Media
During Key West Talks
For the Resolution of the Karabakh Conflict

Cavanaugh: Peace Is "Accelerating"

Saturday, May 12, 2001

by Edith M. Lederer
Associated Press Writer

NEW YORK (AP) - The chief U.S. negotiator said he believes the presidents of Armenia and Azerbaijan can settle a 13-year-old conflict over the enclave of Nagorno-Karabakh, one of Europe's almost forgotten disputes. Armenia's president, however, was more cautious.

U.S. Ambassador Carey Cavanaugh said Friday that the "peace process is accelerating" after "dramatic momentum" during negotiations between Armenian President Robert Kocharian and Azerbaijani President Geidar Aliyev in Key West, Fla., last month.

"I believe these presidents can find a peace agreement that they would be satisfied with," Cavanaugh told an Armenian investment forum. "It has to be 100 percent. They're working hard toward the 100 percent, and they're not there yet, but they're getting closer all the time."

Kocharian, who also attended the forum, was less sanguine in an interview with The Associated Press, calling himself "a realist" and refusing to forecast when an agreement might be reached.

Nagorno-Karabakh is a mountainous territory populated mainly by ethnic Armenians but nestled inside predominantly Muslim Azerbaijan. Its declaration of independence in 1988 sparked a six-year war that killed more than 30,000 people and drove about 1 million, mostly Azerbaijanis, from their homes.

While a 1994 cease-fire has largely held, some 200 people die every year as a result of the conflict, and the two southern Caucasus nations have failed to resolve the dispute over Nagorno-Karabakh's claims to independence.

In the past two years, Kocharian and Aliyev have held more than 15 meetings as part of a peace process shepherded by the United States, Russia, and France. The next round of negotiations is expected to start in Geneva in June.

Kocharian was meeting representatives from the three co-sponsors in New York on Saturday to prepare for next months' talks.

Kocharian said the outline of a settlement proposal is clear but that the details are very important and could take time.

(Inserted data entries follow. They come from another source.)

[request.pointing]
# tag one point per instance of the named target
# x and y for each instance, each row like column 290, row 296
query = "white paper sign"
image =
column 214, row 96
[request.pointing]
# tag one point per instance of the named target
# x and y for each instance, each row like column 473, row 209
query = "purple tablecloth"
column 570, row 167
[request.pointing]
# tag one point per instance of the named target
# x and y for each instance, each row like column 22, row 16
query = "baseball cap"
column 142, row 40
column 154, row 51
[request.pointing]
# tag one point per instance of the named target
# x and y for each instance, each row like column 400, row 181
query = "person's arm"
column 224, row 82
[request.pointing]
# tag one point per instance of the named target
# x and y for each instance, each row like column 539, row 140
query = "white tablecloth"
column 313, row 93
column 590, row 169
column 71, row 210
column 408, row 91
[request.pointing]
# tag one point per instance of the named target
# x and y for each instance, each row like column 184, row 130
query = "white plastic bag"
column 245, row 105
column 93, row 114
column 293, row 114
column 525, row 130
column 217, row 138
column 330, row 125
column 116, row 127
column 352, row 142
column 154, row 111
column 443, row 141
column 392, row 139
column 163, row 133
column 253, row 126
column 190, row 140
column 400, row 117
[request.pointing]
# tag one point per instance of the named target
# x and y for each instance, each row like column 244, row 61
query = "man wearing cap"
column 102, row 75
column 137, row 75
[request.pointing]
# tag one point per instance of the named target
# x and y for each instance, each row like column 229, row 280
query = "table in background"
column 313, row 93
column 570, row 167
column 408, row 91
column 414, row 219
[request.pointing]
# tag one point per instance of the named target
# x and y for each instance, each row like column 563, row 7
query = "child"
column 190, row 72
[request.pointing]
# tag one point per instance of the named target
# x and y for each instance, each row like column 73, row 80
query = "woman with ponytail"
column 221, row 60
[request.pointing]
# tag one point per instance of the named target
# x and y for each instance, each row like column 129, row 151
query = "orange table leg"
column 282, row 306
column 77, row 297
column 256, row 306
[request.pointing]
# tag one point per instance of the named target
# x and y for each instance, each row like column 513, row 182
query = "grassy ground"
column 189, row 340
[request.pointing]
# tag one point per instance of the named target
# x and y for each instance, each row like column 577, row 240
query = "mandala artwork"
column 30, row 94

If an agreement is reached, Kocharian said it will take up to a year to implement - and the Armenian parliament would have to give its approval.

He insisted that Nagorno-Karabakh, whose population is about 150,000, must take part in discussions on a final settlement - and that an agreement must take into account that Nagorno-Karabakh has operated as an independent state since 1988.
"The current situation is irreversible and we cannot ignore that," said Kocharian, who asserted that "the new generation and the young people do not perceive Karabakh as a part of Azerbaijan. Time is doing its business."

Cavanaugh said Aliyev and Kocharian are committed to peace because they realize it will mean stability, greater investment, more jobs, and a better life for their peoples.

But he told the AP that getting the Armenian and Azerbaijani people behind an agreement and selling the tough compromises involved will test their political skills.

"People in Armenia and Azerbaijan see the need for peace,'' he said. "They see there's no jobs in their country for their children. They see they're stuck in a refugee camp waiting for a new life, and it depends on peace. But they don't fully see how to do compromise."